(2016) Justin Richards, BBC Books, £12.99, hrdbk, 496pp, ISBN 978-1-785-94026-2
There is much currently coming out from BBC Books building on Doctor Who's franchise success. True, the franchise in 2015 saw low ratings but this was due to absurd scheduling by the BBC in a weekend ratings war with ITV: the franchise has remained as popular if its web and blogosphere profile, not to mention BookScan data, is to be believed. But it remains popular given the figures for repeat and i-Player showings, and now fans have another book on the Time Lord to collect with Doctor Who: 365 days.
This is a title with a difference; what it does is to have a page on each of the year's 366 days (the leap year 29th February is included). These pages either recount events from the series where the script makes it explicit as to the day episode events have taken place or, in the real world, and episode was first broadcast.
This is a book that Dr Who fans will like to dip into. I can see it being bedtime reading when you just want a few minutes to settle down and a page is just the right length. Dr Who fan groups and conventions could also use it to theme activities for their events' specific dates.
It is packed with information and there is truly much there to discover. However it is not complete. While I am not sufficiently a diehard Dr Who fan to have an encyclopaedic knowledge, I know enough to test it out. And so I was a little disappointed that while 23rd November noted the series first ever broadcast in 1963, it did not mention that a later Doctor was also in London on that same date and that Ace just missed seeing the first episode on TV in 'Remembrance of the Daleks'. Having said that the entry for 5th October does mention the seventh Doctor and Ace returning to London (as the 5th October was the day ' Remembrance of the Daleks' was broadcast, but not the aforementioned just miss seeing Dr Who on TV. All this makes the book a bit of Whovian fun as opposed to a reference work, which it so easily could have been (especially if they had an index of adventures, characters and monsters in the back) if Richards had gone the extra mile and this would have certainly garnered it extra sales.

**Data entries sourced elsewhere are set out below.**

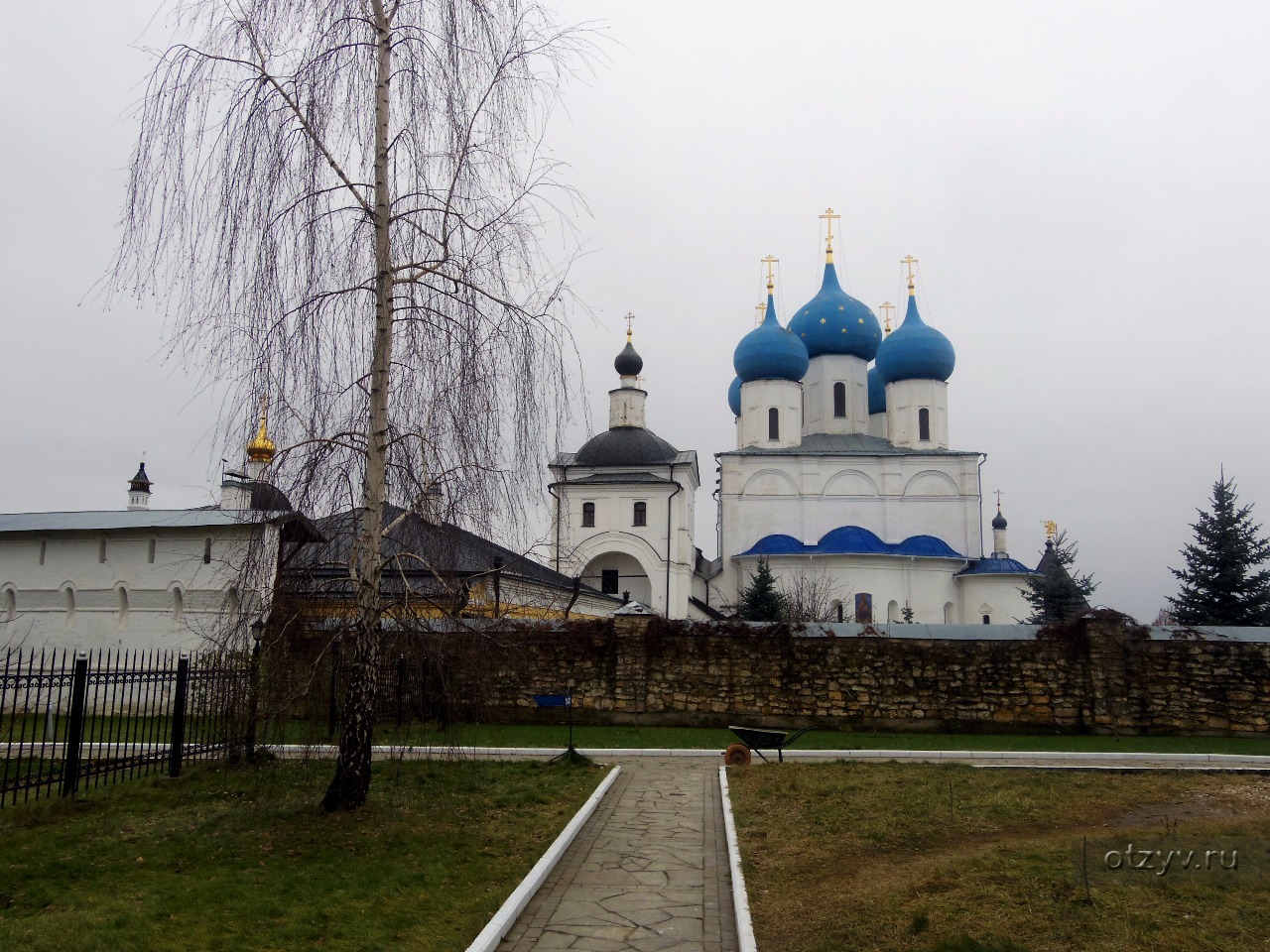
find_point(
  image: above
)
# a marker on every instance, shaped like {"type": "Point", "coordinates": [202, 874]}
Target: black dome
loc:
{"type": "Point", "coordinates": [629, 363]}
{"type": "Point", "coordinates": [268, 498]}
{"type": "Point", "coordinates": [625, 445]}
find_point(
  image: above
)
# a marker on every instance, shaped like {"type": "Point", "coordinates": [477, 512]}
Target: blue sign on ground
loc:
{"type": "Point", "coordinates": [553, 699]}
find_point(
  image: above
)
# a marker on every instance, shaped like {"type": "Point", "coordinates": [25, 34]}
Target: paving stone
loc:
{"type": "Point", "coordinates": [648, 873]}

OK, so it is not a reference work, but it is more than a bit of fun for dipping into rather than reading from beginning to end. For example, the programme has been around for so long that I had quite forgotten details such as how Davros kept surviving having been, what we thought, killed for certain. As such it helped make certain story arcs more coherent in the context of the franchise's whole oeuvre. It also made me realise that we really quite badly need a good, thoroughly cross-referenced encyclopaedia (hint, hint BBC Books). Nonetheless, and especially at nigh on £13 for a hardback, this is something that more seasoned Dr Who fans will enjoy.